Fonte: Il Riformista

Io penso che – paradossalmente – la sinistra italiana, o comunque la sua parte maggioritaria, sia oggi vittima dell’antifascismo. Cioè dell’elemento ideale e storico che per molti decenni ne è stato il pilastro. Sia in termini di “valori” sia in termini tattici, e cioè di unità politica.

Provo a spiegarmi, confessandovi che prendo spunto dall’uscita di Alberto Asor Rosa che – come sapete – ha auspicato un colpo di Stato contro Berlusconi. Ieri, su queste colonne, il direttore Cappellini ci ha offerto una analisi molto chiara – e per me largamente condivisibile – sul fenomeno politico del quale l’uscita di Asor è frutto e testimonianza. Puntando il dito, giustamente, contro il giustizialismo, e cioè l’idea che l’etica politica imponga il diritto dei “giusti” a governare, e che questo diritto, di conseguenza, debba essere tolto dalle grinfie delle “pastoie democratiche”.

Io però, come avete capito dalle prime righe, vorrei andare un po’ oltre. Perché ho l’impressione – che oggi mi limito ad accennare, e so che scandalizza molto a sinistra e forse anche al centro – che il giustizialismo non sia un fenomeno sbocciato dal nulla ma sia figlio di una degenerazione precedente della sinistra italiana, e che questa degenerazione dipenda in larga misura, appunto, dalla degenerazione dell’antifascismo.

Perché? L’antifascismo ha avuto una funzione formidabile e positiva nella nascita della sinistra italiana dopo la guerra – e nei decenni precedenti, in clandestinità – perché ha permesso alla sua componete maggioritaria – comunista o socialcomunista – legata all’Unione Sovietica e a regimi dittatoriali, di mantenere una sua componente fortissimamente democratica e antiautoritaria. Antifascismo, dagli anni trenta in poi, voleva dire lotta per la libertà, lotta per la democrazia, lotta contro l’autoritarismo, lotta contro il potere eccessivo delle istituzioni, del governo, della polizia, della magistratura, dell’esercito, della scuola. Senza l’antifascismo, la componente più forte della sinistra italiana, e cioè quella comunista, sarebbe diventata una infrequentabile roccaforte stalinista, violenta e antimoderna. L’antifascismo è stato la chiave della modernità del Pci e il punto di partenza di tutte le sue strategie, e il carburante – ideale ma anche tattico-politico – del suo riformismo.

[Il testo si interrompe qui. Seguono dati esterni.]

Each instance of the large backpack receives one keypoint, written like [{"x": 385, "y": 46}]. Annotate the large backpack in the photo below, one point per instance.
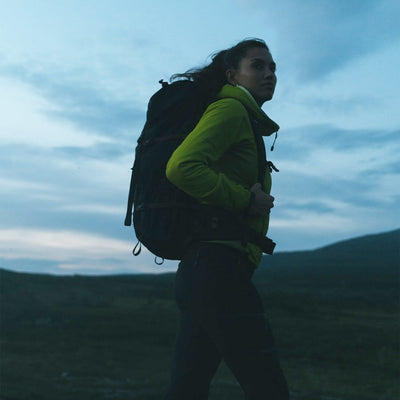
[{"x": 166, "y": 220}]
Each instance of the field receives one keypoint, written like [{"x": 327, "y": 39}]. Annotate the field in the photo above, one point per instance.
[{"x": 111, "y": 337}]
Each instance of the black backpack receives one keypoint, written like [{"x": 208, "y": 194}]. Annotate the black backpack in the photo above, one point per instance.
[{"x": 166, "y": 220}]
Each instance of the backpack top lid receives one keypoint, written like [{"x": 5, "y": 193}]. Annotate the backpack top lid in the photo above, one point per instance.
[{"x": 174, "y": 110}]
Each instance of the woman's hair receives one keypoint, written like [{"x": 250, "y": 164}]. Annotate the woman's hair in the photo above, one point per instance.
[{"x": 212, "y": 77}]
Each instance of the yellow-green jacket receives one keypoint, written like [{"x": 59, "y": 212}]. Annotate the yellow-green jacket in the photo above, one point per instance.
[{"x": 217, "y": 162}]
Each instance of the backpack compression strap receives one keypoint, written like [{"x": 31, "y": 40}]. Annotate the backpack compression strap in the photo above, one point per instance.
[{"x": 128, "y": 217}]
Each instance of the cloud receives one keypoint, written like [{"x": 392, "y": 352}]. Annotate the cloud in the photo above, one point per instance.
[
  {"x": 319, "y": 37},
  {"x": 66, "y": 252},
  {"x": 70, "y": 96}
]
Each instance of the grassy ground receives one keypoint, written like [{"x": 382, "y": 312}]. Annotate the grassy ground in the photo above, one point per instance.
[{"x": 111, "y": 338}]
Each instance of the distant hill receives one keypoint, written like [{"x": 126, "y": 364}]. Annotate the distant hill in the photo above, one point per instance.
[
  {"x": 334, "y": 311},
  {"x": 376, "y": 255}
]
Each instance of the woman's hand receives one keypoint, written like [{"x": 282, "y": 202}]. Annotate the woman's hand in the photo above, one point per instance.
[{"x": 261, "y": 202}]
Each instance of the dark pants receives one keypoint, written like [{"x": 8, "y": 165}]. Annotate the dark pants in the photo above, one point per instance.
[{"x": 222, "y": 317}]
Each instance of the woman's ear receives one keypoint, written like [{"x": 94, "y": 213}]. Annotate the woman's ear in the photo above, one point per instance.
[{"x": 230, "y": 76}]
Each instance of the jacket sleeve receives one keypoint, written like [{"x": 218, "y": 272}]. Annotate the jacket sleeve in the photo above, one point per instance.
[{"x": 190, "y": 167}]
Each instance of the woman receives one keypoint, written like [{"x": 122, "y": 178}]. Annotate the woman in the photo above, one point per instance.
[{"x": 221, "y": 313}]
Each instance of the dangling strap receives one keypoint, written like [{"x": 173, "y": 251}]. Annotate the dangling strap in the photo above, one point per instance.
[
  {"x": 136, "y": 250},
  {"x": 157, "y": 262}
]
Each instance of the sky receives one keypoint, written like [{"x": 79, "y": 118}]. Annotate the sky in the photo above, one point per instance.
[{"x": 75, "y": 79}]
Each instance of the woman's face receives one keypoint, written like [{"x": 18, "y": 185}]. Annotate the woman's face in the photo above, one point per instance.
[{"x": 256, "y": 73}]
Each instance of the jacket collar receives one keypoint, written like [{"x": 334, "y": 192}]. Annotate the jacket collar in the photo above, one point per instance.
[{"x": 266, "y": 125}]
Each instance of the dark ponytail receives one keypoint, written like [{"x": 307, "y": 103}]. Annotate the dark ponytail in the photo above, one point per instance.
[{"x": 212, "y": 77}]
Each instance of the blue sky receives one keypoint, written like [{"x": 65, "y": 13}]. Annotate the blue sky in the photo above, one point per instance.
[{"x": 75, "y": 78}]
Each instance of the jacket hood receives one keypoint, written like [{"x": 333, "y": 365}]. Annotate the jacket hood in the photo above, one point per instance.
[{"x": 266, "y": 125}]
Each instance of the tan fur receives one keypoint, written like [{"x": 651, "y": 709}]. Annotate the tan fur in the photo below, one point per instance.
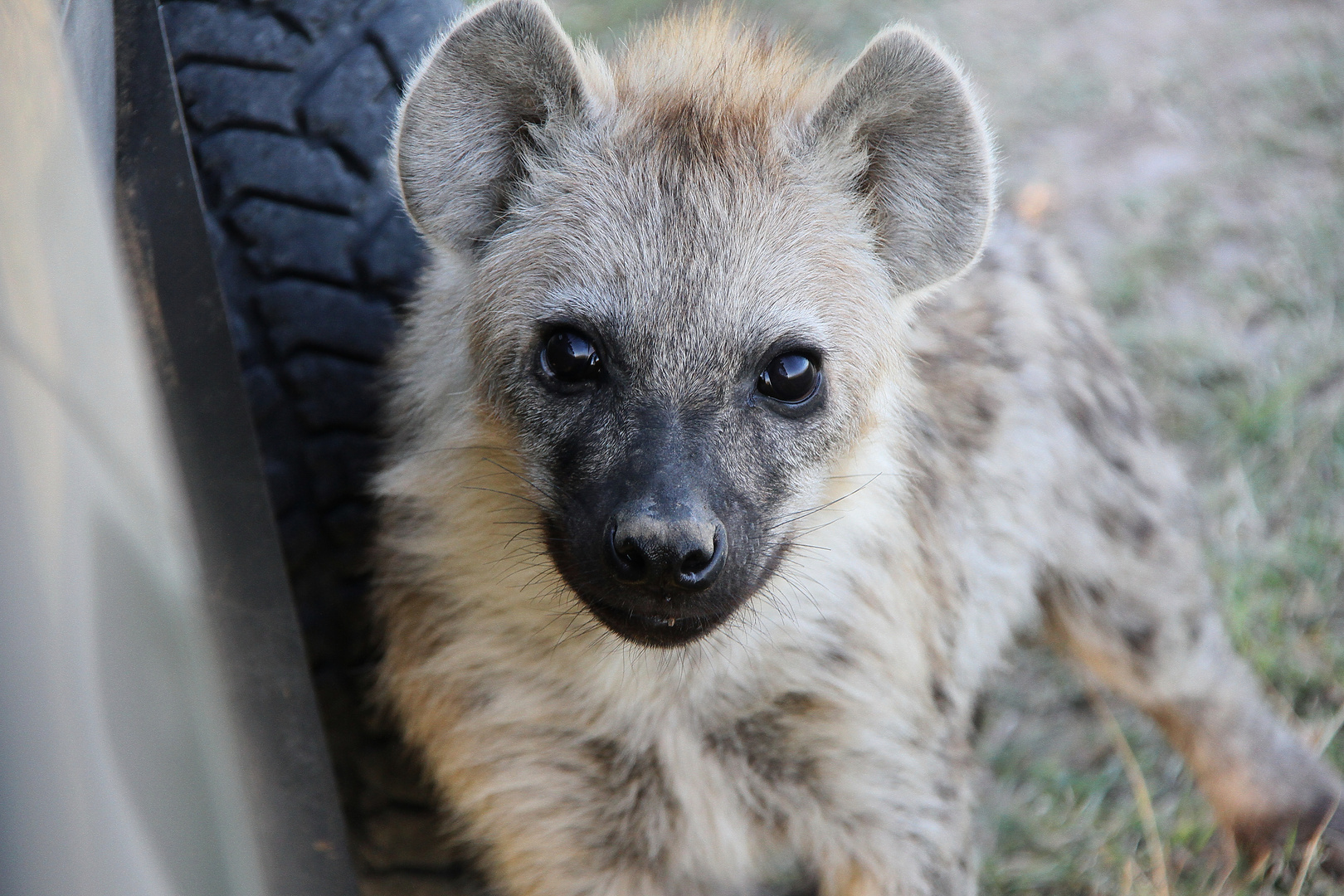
[{"x": 988, "y": 468}]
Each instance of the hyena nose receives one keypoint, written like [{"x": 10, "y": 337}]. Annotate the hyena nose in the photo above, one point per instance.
[{"x": 684, "y": 553}]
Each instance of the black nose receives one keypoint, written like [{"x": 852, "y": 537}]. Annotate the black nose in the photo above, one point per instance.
[{"x": 682, "y": 551}]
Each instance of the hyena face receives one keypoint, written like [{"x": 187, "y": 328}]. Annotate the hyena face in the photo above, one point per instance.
[{"x": 684, "y": 284}]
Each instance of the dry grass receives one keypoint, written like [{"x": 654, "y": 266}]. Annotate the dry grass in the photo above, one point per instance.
[{"x": 1191, "y": 155}]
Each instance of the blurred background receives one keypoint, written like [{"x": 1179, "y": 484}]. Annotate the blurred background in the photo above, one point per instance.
[{"x": 1190, "y": 156}]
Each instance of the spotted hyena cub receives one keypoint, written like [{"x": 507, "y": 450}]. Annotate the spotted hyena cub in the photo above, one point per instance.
[{"x": 715, "y": 494}]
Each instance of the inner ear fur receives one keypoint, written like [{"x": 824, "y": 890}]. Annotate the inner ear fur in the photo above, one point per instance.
[
  {"x": 498, "y": 75},
  {"x": 929, "y": 173}
]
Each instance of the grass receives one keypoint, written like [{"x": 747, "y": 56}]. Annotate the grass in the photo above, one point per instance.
[{"x": 1191, "y": 156}]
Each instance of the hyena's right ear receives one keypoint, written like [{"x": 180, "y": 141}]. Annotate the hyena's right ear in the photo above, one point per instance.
[
  {"x": 923, "y": 158},
  {"x": 502, "y": 77}
]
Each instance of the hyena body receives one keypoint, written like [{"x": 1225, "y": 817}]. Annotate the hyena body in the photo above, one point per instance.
[{"x": 713, "y": 499}]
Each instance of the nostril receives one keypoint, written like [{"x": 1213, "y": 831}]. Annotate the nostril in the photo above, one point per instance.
[
  {"x": 700, "y": 567},
  {"x": 695, "y": 562},
  {"x": 626, "y": 557}
]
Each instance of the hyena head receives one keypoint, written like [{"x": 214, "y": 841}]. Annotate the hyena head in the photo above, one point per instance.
[{"x": 687, "y": 273}]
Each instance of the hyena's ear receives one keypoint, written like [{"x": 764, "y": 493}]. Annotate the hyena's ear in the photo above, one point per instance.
[
  {"x": 928, "y": 167},
  {"x": 496, "y": 82}
]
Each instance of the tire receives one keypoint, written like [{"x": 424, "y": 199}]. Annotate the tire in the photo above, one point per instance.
[{"x": 290, "y": 105}]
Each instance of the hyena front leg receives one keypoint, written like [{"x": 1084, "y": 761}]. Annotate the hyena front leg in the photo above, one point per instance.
[{"x": 1132, "y": 602}]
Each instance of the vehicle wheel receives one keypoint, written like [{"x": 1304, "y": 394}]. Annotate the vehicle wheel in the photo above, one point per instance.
[{"x": 290, "y": 106}]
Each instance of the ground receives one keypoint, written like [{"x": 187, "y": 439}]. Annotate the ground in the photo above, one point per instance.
[{"x": 1190, "y": 155}]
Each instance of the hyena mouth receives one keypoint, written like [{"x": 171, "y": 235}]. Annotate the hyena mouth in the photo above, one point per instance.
[{"x": 655, "y": 631}]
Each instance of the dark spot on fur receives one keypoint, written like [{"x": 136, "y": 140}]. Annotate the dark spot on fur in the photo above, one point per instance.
[
  {"x": 1140, "y": 638},
  {"x": 797, "y": 703},
  {"x": 762, "y": 740},
  {"x": 940, "y": 698},
  {"x": 838, "y": 657},
  {"x": 632, "y": 801},
  {"x": 1097, "y": 594},
  {"x": 1129, "y": 527}
]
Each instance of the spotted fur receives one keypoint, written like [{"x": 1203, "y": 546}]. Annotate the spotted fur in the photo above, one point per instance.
[{"x": 981, "y": 465}]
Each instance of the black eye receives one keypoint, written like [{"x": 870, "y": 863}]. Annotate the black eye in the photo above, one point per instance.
[
  {"x": 570, "y": 358},
  {"x": 789, "y": 377}
]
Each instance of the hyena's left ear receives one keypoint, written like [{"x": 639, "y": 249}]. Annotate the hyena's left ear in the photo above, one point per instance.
[
  {"x": 926, "y": 164},
  {"x": 498, "y": 82}
]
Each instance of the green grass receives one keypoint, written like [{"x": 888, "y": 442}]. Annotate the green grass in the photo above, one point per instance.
[{"x": 1195, "y": 153}]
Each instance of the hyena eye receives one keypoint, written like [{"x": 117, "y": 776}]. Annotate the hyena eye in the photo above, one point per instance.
[
  {"x": 570, "y": 358},
  {"x": 789, "y": 377}
]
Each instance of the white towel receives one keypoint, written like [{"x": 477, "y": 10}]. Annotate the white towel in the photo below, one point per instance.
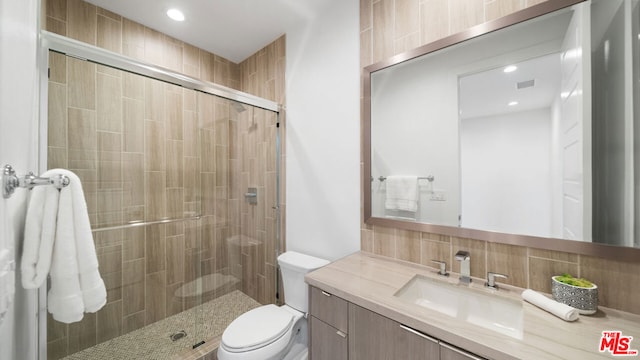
[
  {"x": 58, "y": 242},
  {"x": 564, "y": 312},
  {"x": 402, "y": 193},
  {"x": 7, "y": 281}
]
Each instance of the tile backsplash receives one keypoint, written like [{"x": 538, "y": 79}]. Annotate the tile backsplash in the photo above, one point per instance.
[{"x": 390, "y": 27}]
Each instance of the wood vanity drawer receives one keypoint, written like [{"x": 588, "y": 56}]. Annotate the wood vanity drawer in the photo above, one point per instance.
[{"x": 329, "y": 308}]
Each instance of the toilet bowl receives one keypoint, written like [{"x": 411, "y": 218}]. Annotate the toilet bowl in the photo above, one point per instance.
[{"x": 272, "y": 332}]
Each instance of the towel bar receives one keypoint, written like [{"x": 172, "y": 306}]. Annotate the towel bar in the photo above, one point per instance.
[
  {"x": 10, "y": 181},
  {"x": 430, "y": 178}
]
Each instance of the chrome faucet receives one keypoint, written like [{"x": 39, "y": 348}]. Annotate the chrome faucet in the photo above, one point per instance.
[
  {"x": 443, "y": 267},
  {"x": 465, "y": 266}
]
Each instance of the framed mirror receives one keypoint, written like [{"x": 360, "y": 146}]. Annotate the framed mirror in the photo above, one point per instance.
[{"x": 524, "y": 130}]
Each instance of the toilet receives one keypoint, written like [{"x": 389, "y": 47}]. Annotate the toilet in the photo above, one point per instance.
[{"x": 272, "y": 332}]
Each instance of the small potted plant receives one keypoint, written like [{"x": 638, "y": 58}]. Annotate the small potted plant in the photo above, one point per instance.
[{"x": 580, "y": 293}]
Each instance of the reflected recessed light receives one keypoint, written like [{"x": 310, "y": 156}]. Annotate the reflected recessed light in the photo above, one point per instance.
[{"x": 175, "y": 14}]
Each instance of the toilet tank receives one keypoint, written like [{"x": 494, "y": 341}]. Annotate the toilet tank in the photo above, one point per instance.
[{"x": 294, "y": 266}]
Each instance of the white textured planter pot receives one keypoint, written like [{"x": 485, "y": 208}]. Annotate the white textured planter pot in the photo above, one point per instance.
[{"x": 583, "y": 299}]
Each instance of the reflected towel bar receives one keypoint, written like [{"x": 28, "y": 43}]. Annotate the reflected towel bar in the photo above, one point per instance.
[
  {"x": 429, "y": 178},
  {"x": 10, "y": 181}
]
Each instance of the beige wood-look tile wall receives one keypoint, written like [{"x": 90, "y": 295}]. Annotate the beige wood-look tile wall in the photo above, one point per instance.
[
  {"x": 390, "y": 27},
  {"x": 148, "y": 150},
  {"x": 262, "y": 74}
]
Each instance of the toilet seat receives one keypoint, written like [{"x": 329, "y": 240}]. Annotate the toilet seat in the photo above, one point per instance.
[{"x": 257, "y": 328}]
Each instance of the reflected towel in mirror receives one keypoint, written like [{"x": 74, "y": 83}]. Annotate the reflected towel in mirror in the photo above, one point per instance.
[{"x": 402, "y": 193}]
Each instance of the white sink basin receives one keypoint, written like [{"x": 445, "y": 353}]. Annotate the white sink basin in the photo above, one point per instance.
[{"x": 478, "y": 307}]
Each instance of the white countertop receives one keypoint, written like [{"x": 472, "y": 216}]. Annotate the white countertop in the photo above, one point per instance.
[{"x": 371, "y": 281}]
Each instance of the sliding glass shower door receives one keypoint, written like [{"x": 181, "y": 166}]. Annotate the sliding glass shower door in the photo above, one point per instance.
[{"x": 181, "y": 189}]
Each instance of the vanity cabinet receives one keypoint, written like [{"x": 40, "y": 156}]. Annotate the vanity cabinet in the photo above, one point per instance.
[
  {"x": 375, "y": 337},
  {"x": 328, "y": 326},
  {"x": 448, "y": 352},
  {"x": 342, "y": 330}
]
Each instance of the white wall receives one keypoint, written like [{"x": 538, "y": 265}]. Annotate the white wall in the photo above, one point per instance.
[
  {"x": 18, "y": 147},
  {"x": 504, "y": 157},
  {"x": 323, "y": 133}
]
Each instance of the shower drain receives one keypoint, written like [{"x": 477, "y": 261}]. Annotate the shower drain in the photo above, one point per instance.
[{"x": 178, "y": 335}]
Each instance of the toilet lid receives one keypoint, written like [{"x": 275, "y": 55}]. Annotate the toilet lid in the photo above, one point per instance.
[{"x": 257, "y": 328}]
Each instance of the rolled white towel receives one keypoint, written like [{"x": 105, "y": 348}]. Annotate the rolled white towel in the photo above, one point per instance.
[{"x": 564, "y": 312}]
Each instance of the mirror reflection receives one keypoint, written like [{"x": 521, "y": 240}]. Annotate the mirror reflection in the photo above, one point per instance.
[{"x": 527, "y": 130}]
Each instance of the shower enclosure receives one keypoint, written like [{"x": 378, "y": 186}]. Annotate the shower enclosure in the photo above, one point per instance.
[{"x": 181, "y": 182}]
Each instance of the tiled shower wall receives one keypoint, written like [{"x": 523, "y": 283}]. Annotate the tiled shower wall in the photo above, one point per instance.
[
  {"x": 390, "y": 27},
  {"x": 146, "y": 151}
]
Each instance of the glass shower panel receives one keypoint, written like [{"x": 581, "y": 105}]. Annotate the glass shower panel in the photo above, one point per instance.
[
  {"x": 181, "y": 193},
  {"x": 133, "y": 141}
]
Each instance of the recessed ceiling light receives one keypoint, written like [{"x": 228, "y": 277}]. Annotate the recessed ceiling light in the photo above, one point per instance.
[{"x": 175, "y": 14}]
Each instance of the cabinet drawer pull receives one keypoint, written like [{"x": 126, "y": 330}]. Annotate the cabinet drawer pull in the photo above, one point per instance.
[
  {"x": 416, "y": 332},
  {"x": 461, "y": 352}
]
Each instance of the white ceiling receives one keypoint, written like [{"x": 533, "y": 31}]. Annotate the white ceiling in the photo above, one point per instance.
[
  {"x": 489, "y": 92},
  {"x": 233, "y": 29}
]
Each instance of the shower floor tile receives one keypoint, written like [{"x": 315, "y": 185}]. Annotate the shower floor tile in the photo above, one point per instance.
[{"x": 153, "y": 342}]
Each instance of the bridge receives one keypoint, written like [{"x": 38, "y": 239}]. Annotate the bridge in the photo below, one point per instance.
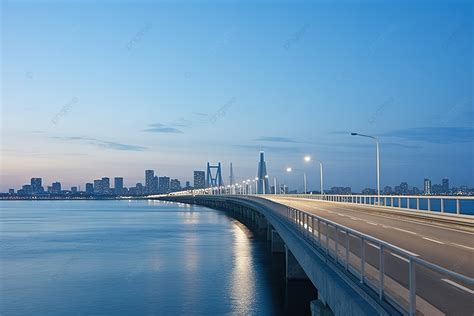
[{"x": 365, "y": 255}]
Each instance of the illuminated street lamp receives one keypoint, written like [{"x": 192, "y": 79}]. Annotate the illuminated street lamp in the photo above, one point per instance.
[
  {"x": 289, "y": 169},
  {"x": 378, "y": 161},
  {"x": 308, "y": 159}
]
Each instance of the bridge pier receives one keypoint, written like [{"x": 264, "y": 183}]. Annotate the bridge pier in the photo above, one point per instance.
[
  {"x": 320, "y": 308},
  {"x": 278, "y": 246},
  {"x": 293, "y": 269}
]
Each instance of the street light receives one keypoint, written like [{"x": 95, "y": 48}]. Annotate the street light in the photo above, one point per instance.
[
  {"x": 378, "y": 162},
  {"x": 289, "y": 169},
  {"x": 308, "y": 159}
]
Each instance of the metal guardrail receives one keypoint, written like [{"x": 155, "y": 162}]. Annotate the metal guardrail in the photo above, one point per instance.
[
  {"x": 451, "y": 205},
  {"x": 460, "y": 205},
  {"x": 335, "y": 240},
  {"x": 353, "y": 252}
]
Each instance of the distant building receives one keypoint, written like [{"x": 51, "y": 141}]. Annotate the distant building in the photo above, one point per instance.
[
  {"x": 437, "y": 189},
  {"x": 106, "y": 185},
  {"x": 118, "y": 185},
  {"x": 163, "y": 185},
  {"x": 56, "y": 187},
  {"x": 427, "y": 187},
  {"x": 199, "y": 179},
  {"x": 369, "y": 191},
  {"x": 36, "y": 185},
  {"x": 89, "y": 188},
  {"x": 149, "y": 181},
  {"x": 139, "y": 189},
  {"x": 445, "y": 185},
  {"x": 340, "y": 190},
  {"x": 387, "y": 190},
  {"x": 175, "y": 185},
  {"x": 98, "y": 187}
]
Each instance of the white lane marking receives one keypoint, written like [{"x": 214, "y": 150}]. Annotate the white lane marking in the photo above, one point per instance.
[
  {"x": 375, "y": 246},
  {"x": 399, "y": 257},
  {"x": 459, "y": 245},
  {"x": 405, "y": 231},
  {"x": 433, "y": 240},
  {"x": 459, "y": 286}
]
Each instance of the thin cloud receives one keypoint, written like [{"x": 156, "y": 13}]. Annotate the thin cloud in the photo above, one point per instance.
[
  {"x": 276, "y": 139},
  {"x": 161, "y": 128},
  {"x": 101, "y": 143},
  {"x": 436, "y": 135}
]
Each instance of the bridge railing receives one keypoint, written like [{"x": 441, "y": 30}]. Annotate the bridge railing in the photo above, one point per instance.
[
  {"x": 389, "y": 271},
  {"x": 459, "y": 205}
]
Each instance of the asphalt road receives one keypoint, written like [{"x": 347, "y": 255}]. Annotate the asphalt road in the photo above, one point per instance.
[{"x": 448, "y": 247}]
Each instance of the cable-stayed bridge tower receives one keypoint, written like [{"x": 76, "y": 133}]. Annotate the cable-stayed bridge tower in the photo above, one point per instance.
[
  {"x": 262, "y": 176},
  {"x": 214, "y": 180}
]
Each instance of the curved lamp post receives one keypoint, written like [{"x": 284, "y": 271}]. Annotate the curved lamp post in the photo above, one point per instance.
[{"x": 289, "y": 169}]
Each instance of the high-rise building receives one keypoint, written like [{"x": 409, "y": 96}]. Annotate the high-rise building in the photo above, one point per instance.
[
  {"x": 199, "y": 179},
  {"x": 445, "y": 185},
  {"x": 98, "y": 187},
  {"x": 427, "y": 187},
  {"x": 163, "y": 185},
  {"x": 175, "y": 185},
  {"x": 36, "y": 185},
  {"x": 118, "y": 185},
  {"x": 106, "y": 185},
  {"x": 262, "y": 176},
  {"x": 89, "y": 188},
  {"x": 149, "y": 181},
  {"x": 56, "y": 187}
]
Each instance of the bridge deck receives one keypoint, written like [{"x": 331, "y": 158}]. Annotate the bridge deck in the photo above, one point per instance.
[{"x": 449, "y": 247}]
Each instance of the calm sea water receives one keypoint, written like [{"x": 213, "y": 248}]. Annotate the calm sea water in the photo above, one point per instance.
[{"x": 136, "y": 257}]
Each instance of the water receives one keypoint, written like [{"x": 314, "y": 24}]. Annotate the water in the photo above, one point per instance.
[{"x": 136, "y": 257}]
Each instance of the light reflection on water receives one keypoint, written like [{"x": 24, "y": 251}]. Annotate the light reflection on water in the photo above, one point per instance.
[{"x": 130, "y": 257}]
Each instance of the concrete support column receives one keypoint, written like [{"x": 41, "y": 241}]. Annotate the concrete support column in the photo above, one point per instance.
[
  {"x": 319, "y": 308},
  {"x": 278, "y": 246},
  {"x": 293, "y": 268}
]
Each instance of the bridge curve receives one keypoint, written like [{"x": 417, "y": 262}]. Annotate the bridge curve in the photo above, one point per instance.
[{"x": 355, "y": 273}]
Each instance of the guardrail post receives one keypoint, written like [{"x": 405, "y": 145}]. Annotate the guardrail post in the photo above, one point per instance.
[
  {"x": 347, "y": 250},
  {"x": 362, "y": 260},
  {"x": 381, "y": 271},
  {"x": 327, "y": 239},
  {"x": 412, "y": 287},
  {"x": 319, "y": 232}
]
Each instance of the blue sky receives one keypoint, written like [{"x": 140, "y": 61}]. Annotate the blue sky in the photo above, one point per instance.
[{"x": 112, "y": 88}]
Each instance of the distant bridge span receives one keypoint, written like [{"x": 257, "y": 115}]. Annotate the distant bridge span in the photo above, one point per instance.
[{"x": 363, "y": 260}]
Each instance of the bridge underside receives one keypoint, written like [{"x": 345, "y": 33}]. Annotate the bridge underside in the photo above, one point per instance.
[{"x": 303, "y": 261}]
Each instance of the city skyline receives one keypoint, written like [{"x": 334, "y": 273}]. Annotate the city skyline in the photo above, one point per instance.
[{"x": 133, "y": 102}]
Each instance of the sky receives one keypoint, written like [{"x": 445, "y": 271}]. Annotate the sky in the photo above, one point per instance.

Poi è successo qualcosa. Cosa? Che il fascismo, nel mondo occidentale, per fortuna è morto. Difficile stabilire una data. Forse il 1976, con la caduta del franchismo in Spagna, cioè dell’ultimo governo fascista in Europa. Forse una quindicina di anni più tardi, con la caduta delle dittature in America latina e quindi la definitiva rinuncia da parte del capitalismo a ogni forma di governo dittatoriale. Scegliete voi la data. Il problema è che da quel momento anche l’antifascismo è morto. Perché è restato privo del suo principale fattore vitale: la lotta alla dittatura, la lotta contro il regime. Naturalmente c’era un modo per riciclare l’antifascismo: trasformarlo in antiautoritarismo, e cioè in moderna dottrina libertaria. Oppure si poteva fare la scelta burocratica di mantenerlo in piedi, come simulacro vuoto, e di usarlo come antidoto alla mancanza di strategie politiche e dunque di identità politiche. Come si fa a surrogare una identità non più sostenuta da una idea strategica? Con la retorica, con le bandiere. E l’antifascismo può funzionare all’uopo. C’è solo un problema: bisogna inventare un nemico, un regime.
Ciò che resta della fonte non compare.